Далее, без учета оккультных практик Йейтса — что бы мы ни подразумевали под этим словом — попросту невозможно понимание многих его произведений. Достаточно сказать, что сам поэт относился ко многим из них как к непосредственной фиксации мистического опыта. Вот что пишет об этой грани духовной биографии Йейтса современный исследователь Антон Нестеров: «…художники начала века интуитивно ощущали, что искусство чуждо тем рационалистически-прагматическим основаниям, на которых строилась европейская цивилизация Нового времени. Но сами они были плоть от плоти этой цивилизации. Homo rationalis вполне изверился в собственном разуме, но при этом не обрел способности постигать сердцем. И в какой-то момент магия с ее почти математической стройностью — и ярко выраженным иррационализмом — могла для многих показаться панацеей».
В классических стихах на смерть Йейтса У. Х. Оден сказал о Времени, которое преклоняется перед языком и прощает всех, кем он жив. В случае Йейтса мы имеем дело с преклонением обоюдным. Именно в творчестве великого ирландца вновь нашла свое подтверждение — едва ли не впервые после трактата Петрарки «Моя тайна, или Книга бесед о презрении к миру» — восходящая к «Исповеди» Блаженного Августина мысль о взаимосвязи времени и поэтического языка. Вспомним, что Петрарка, избрав себе проводником тень Блаженного Августина, делает замечательную оговорку о поэтической «тесноте времени», которая впоследствии многократно аукнется не только в творчестве Йейтса, но и в понимании метафоры как «стояния времени», высказанном в мандельштамовском «Разговоре о Данте».

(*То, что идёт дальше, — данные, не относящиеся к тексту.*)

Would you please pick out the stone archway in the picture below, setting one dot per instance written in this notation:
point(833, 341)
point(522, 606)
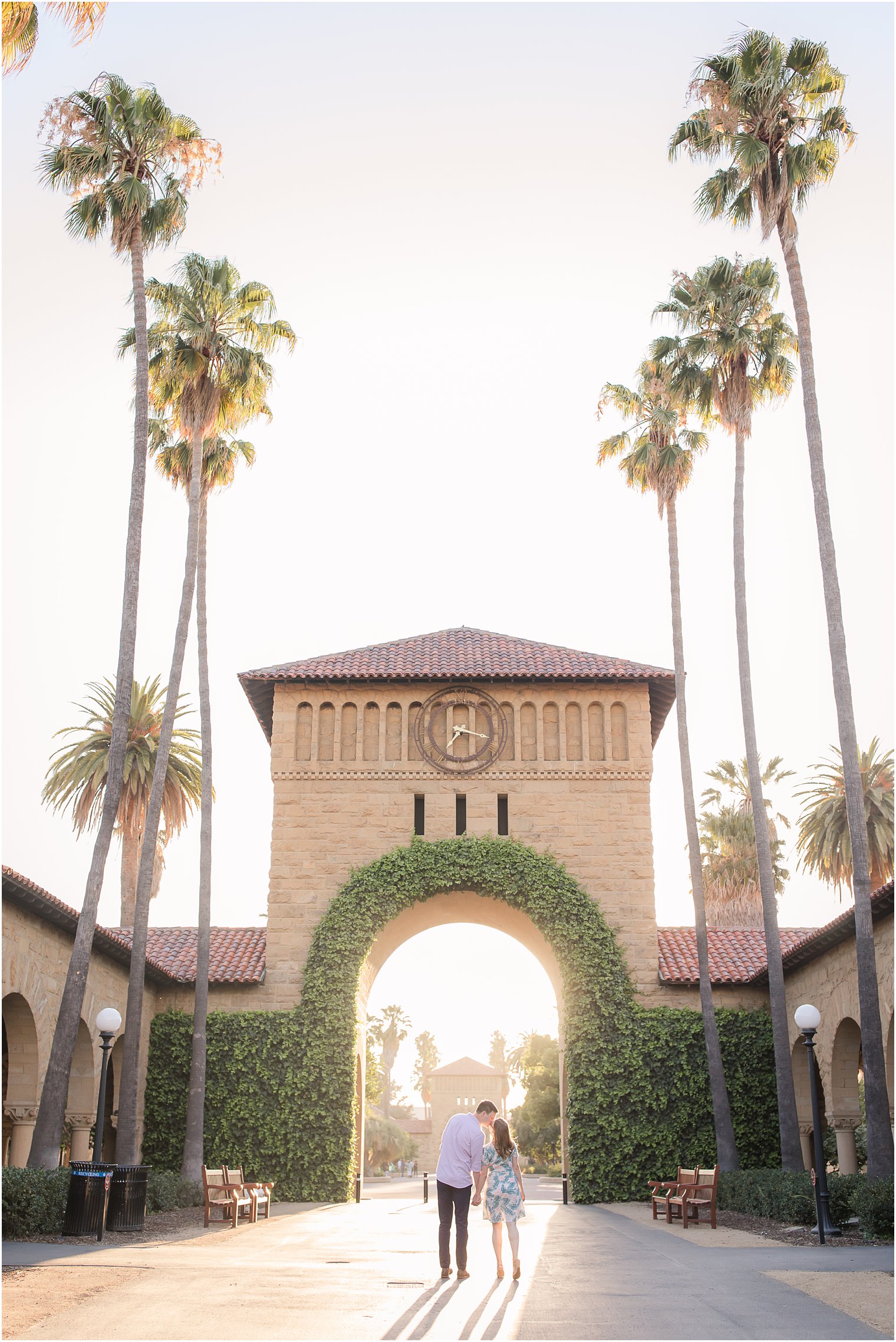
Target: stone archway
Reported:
point(466, 906)
point(546, 908)
point(22, 1078)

По Йейтсу, поступательный ход времени требует в качестве ответа создания произведений искусства. Этой цели — в конечном счете — были посвящены его многочисленные увлечения: от спиритических сеансов до бесед с крестьянами о старых богах, от штудирования неоплатоников до увлечения каббалой, от алхимических опытов до употребления наркотиков. Видимо, в честности отношений со временем и заключается секрет его притягательности для англоязычного читателя. Т. С. Элиот, объясняя феномен «интеллектуального величия» Йейтса, отмечал, что «на практике очень немногие поэты способны так адаптироваться к течению времени. <…> Потому-то, видимо, его поздние произведения нравятся молодежи больше, чем старшему поколению. Ибо молодежь видит в нем поэта, который в своем творчестве всегда остается молодым в лучшем смысле этого слова, и в чем-то становится даже еще моложе с течением времени».
Некогда в замечательном эссе «Общество против покойного У. Б. Йейтса» Оден вынужден был взять на себя роль адвоката ушедшего. Отметая упреки в консерватизме его формы, в непонимании им современности и недемократичности идеологии, он писал о том, что «есть сфера, в которой поэт становится человеком действия. Эта сфера — язык, и именно в ней величие покойного наиболее очевидно. Сколь бы ошибочные, недемократичные взгляды ни исповедовал покойный, его язык проделал последовательную эволюцию к тому стилю, какой можно назвать истинно демократическим. Социальные добродетели истинной демократии — братство и духовность, а их параллелями в языке являются мощь и внятность. И это добродетели, которые у покойного от книги к книге становились всё более явными».
В лучших своих переводах Григорию Кружкову, на мой взгляд, удалось передать «мощь и внятность» великого ирландца. С чем поздравляю и себя, эту книгу прочитавшего, и тех, кому это удовольствие еще предстоит.